Dalam hadits Rosululloh bersabda : “ Sayangilah yang ada di bumi, niscaya akan menyayangimu yang ada di langit “ dalam hadits lain Rosululloh mengatakan “ Berakhlaq baiklah dengan sesame manusia “. Kalamulloh dan hadits Rosul ini dapat membuat shohabiyyat tak kenal lelah dalam beraktifitas sosial, diantara yang mereka lakukan adalah membuka usaha biro jodoh yang diketuai oleh Khoulah bintiAl-Hakim, ia menawarkan para sahabat pendamping setia yang akan menemani mereka dalam perjuangan, termasuk Rosululloh yang dipertemukan dengan Sauda binti Zam’ah dan Aisyah melalui biro jodoh ini. Ada juga yang mengelola usaha penyediaan ibu susu bagi para bayi yang ibunya mempunyai masalah persusuan, sehingga para bayi tetap mendapat ASI dan pelukan kasih saying ibu, sekalipun ibunya tidak mampu melakukan hal tersebut, pengelola usaha ini adalah ummu Burdah. Dan masih banyak lagi kerja social yang dilakukan para shohabiyyat yang kontibusinya sangat signifikan dalam ekspansi da’wah Rosululloh SAW.

3. Dalam Bidang Ekonomi

Anjuran Islam agar ummatnya selalu dekat kepada penciptanya dengan melakukan sholat, sedangkan agar ummatnya saling dekat dengan sesama adalah melalui zakat, infaq atau shodaqoh. Agar ummat ini mampu melakukan syariat tersebut mereka harus mempunyai etos kerja yang baik, aktifitas ekonomi ummat harus lancer yang pada akhirnya ummat Islam mempunyai posisi di atas sebagai pemberi, bukan penerima, sebagaimana Rosululloh mengatakan “ Tangan di atas lebih baik daripada tangan di bawah “. Ayat dan hadits di atasmenjadikan Zainab binti Jahsyin menjadi pelopor usaha kerajinan kulit, dengan merekrut tenaga kerja dari isteri para sahabat, dan hasil produksinya berupa tas dan sepatu diekspor sampai keberbagai negara tetangga melalui jamaah haji yang berziarah ke Madinah. Rosululloh memberi motivasi kepada Zainab dengan mengatakan “Isteriku yang paling panjang tangannya adalah Zainab, karena ia dapat bersedekah dengan tangannya sendiri “.

4. Dalam Bidang Da’wah

Ajaran Islam yang murni ini memang untuk dida’wahkan agar seluruh ummat manusia dapat menikmati hidup dijalannya. Jalan da’wah adalah jalannya para anbiya dan mursalin, berada pada jalan da’wah berarti kita satu maukib, satu rombongan dengan mereka. Dalam Alqur’an surat 41 ayat 33 Alloh mengatakan “ Siapakah yang lebih baik perkataannya selain orang yang menyeru ke jalan Alloh dan beramal soleh dan berkata sesungguhnya aku termasuk orang-orang yang berserah diri “.

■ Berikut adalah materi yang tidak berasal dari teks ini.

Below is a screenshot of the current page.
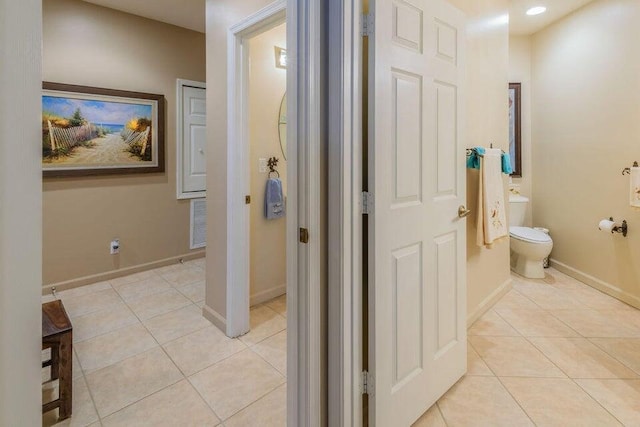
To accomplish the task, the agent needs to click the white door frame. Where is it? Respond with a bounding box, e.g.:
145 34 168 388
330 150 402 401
327 0 365 426
287 0 327 424
226 0 286 339
227 0 325 424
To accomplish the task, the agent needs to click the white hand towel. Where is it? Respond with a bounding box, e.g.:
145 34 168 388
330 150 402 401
476 148 508 248
630 166 640 208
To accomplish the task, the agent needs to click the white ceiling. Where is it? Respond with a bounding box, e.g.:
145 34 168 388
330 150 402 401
510 0 595 35
82 0 594 37
82 0 206 33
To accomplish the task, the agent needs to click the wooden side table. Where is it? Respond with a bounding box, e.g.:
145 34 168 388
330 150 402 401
42 300 73 420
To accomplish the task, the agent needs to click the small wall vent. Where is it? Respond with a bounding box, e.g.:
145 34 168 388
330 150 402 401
190 199 207 249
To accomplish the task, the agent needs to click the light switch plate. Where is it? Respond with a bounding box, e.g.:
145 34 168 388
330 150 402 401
259 158 268 173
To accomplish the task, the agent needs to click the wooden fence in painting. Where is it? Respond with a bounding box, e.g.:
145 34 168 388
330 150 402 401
47 121 95 151
121 127 151 155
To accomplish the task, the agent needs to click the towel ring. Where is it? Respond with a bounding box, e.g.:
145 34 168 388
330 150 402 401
267 156 280 178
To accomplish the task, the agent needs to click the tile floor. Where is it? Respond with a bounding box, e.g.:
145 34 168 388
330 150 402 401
414 267 640 427
43 262 640 426
42 258 287 427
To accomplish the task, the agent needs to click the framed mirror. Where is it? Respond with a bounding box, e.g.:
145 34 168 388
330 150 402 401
509 82 522 177
278 92 287 160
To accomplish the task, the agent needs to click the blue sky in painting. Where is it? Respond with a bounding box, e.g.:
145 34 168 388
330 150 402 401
42 96 152 125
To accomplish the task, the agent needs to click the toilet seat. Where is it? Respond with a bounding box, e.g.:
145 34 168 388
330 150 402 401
509 226 552 244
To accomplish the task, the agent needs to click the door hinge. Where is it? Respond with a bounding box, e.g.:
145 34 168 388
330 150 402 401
361 13 374 37
361 191 372 215
299 227 309 244
361 370 373 395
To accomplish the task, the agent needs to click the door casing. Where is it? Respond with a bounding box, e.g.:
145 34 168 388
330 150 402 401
327 0 366 426
226 0 327 424
226 0 286 339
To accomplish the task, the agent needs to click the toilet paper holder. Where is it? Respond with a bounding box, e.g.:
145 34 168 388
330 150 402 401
609 217 628 237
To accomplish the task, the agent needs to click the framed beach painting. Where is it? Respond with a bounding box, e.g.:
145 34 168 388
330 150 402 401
42 82 165 177
508 82 522 177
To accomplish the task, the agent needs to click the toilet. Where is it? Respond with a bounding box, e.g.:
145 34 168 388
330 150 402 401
509 194 553 279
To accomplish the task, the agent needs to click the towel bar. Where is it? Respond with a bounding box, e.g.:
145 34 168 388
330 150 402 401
622 161 638 175
466 144 504 157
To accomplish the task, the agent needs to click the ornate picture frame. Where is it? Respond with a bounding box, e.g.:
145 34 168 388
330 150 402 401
42 82 165 177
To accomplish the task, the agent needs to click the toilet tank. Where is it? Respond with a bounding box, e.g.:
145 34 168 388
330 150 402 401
509 194 529 227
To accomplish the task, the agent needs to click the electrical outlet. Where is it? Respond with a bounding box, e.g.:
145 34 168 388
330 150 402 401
110 239 120 255
259 158 268 173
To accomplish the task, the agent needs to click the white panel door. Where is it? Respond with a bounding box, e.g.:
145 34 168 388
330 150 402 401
182 86 207 193
369 0 467 425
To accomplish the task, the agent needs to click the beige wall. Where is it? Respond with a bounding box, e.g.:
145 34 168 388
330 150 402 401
42 0 206 285
531 0 640 306
0 0 43 423
204 0 274 322
509 35 533 226
249 24 288 303
448 0 512 321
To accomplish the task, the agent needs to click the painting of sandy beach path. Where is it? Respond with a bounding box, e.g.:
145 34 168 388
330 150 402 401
42 82 165 177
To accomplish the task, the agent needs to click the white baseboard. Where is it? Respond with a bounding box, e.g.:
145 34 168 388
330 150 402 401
203 285 284 337
467 277 513 328
42 251 205 295
250 284 286 306
550 259 640 310
202 304 228 334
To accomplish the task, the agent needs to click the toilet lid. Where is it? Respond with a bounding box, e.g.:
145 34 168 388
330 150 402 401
510 226 552 243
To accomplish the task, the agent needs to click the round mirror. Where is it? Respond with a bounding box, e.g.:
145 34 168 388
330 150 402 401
278 92 287 160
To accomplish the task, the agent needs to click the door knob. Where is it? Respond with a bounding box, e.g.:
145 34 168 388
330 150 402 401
458 205 471 218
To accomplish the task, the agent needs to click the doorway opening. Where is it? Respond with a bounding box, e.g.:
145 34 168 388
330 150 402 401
225 0 287 338
245 20 288 355
221 1 288 418
225 1 291 421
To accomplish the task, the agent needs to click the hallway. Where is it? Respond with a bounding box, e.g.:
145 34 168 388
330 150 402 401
42 258 287 427
43 262 640 426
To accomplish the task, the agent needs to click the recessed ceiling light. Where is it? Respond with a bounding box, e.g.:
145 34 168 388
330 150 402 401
526 6 547 16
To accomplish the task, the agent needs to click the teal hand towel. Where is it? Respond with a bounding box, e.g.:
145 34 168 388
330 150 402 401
501 152 513 174
466 147 485 170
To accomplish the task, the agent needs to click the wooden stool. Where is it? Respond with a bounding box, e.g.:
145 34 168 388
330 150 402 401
42 300 73 420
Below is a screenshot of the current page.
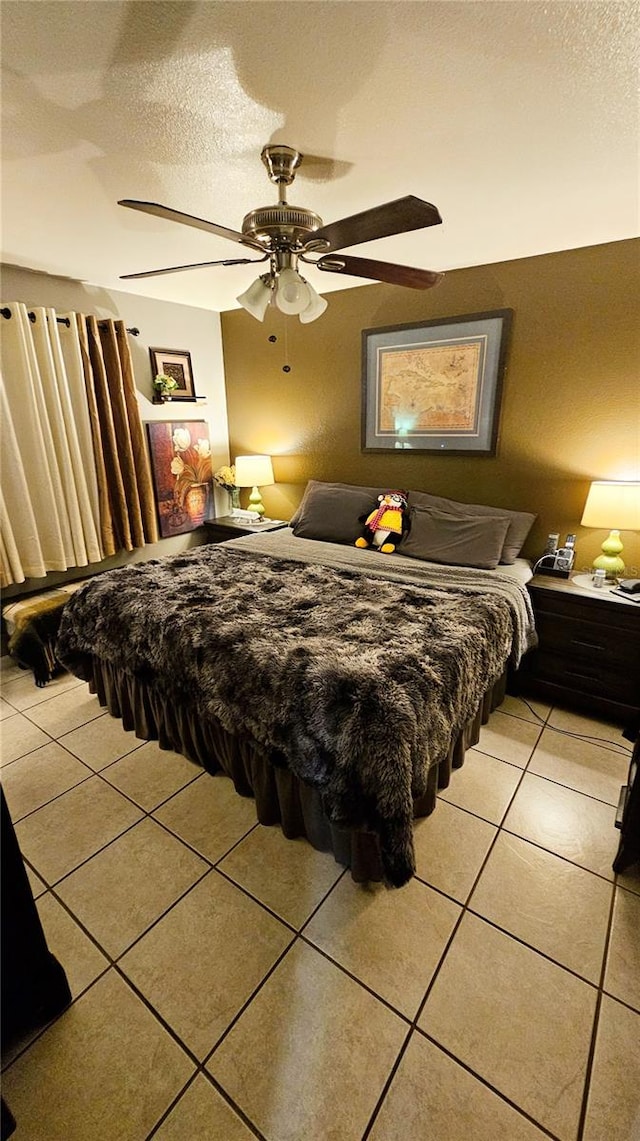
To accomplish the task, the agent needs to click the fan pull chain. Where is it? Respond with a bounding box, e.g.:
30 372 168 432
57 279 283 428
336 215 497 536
282 316 291 373
268 323 291 372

Para shohabiyyat aktif berda’wah bukan hanya seputar Mekkah atau Madinah, akan tetapi pada saat da’wah belum merebak dan dalam kondisi ummat Islam mendapat tekanan dan intimidasi, shohabiyyat mampu melakukan perjalanan da’wah sampai ke luar negeri, Ummu Habibah, Asma binti Ummaisy adalah kalangan shohabiyyat yang mampu melakukan da’wah ke Habasyah bersama muhajirin yang dipimpin oleh ja’far atthoyyar. Mereka dipilih oleh Rosululloh karena hasil seleksi, dimana mereka lulus criteria sebagai daiyah yang mempunyai kekuatan intelektual, emosional dan spiritual. Hal ini pula yang dilakukan oleh Asma binti Mani’ dan Nasibah Al Maziniyyah yang ikut dalam Baiah Ridwan karena mewakili kaumnya para shohabiyyat yang tinggal di Madinah, mereka adalah contoh para aktifis da’wah Muslimah di masa Rosululloh.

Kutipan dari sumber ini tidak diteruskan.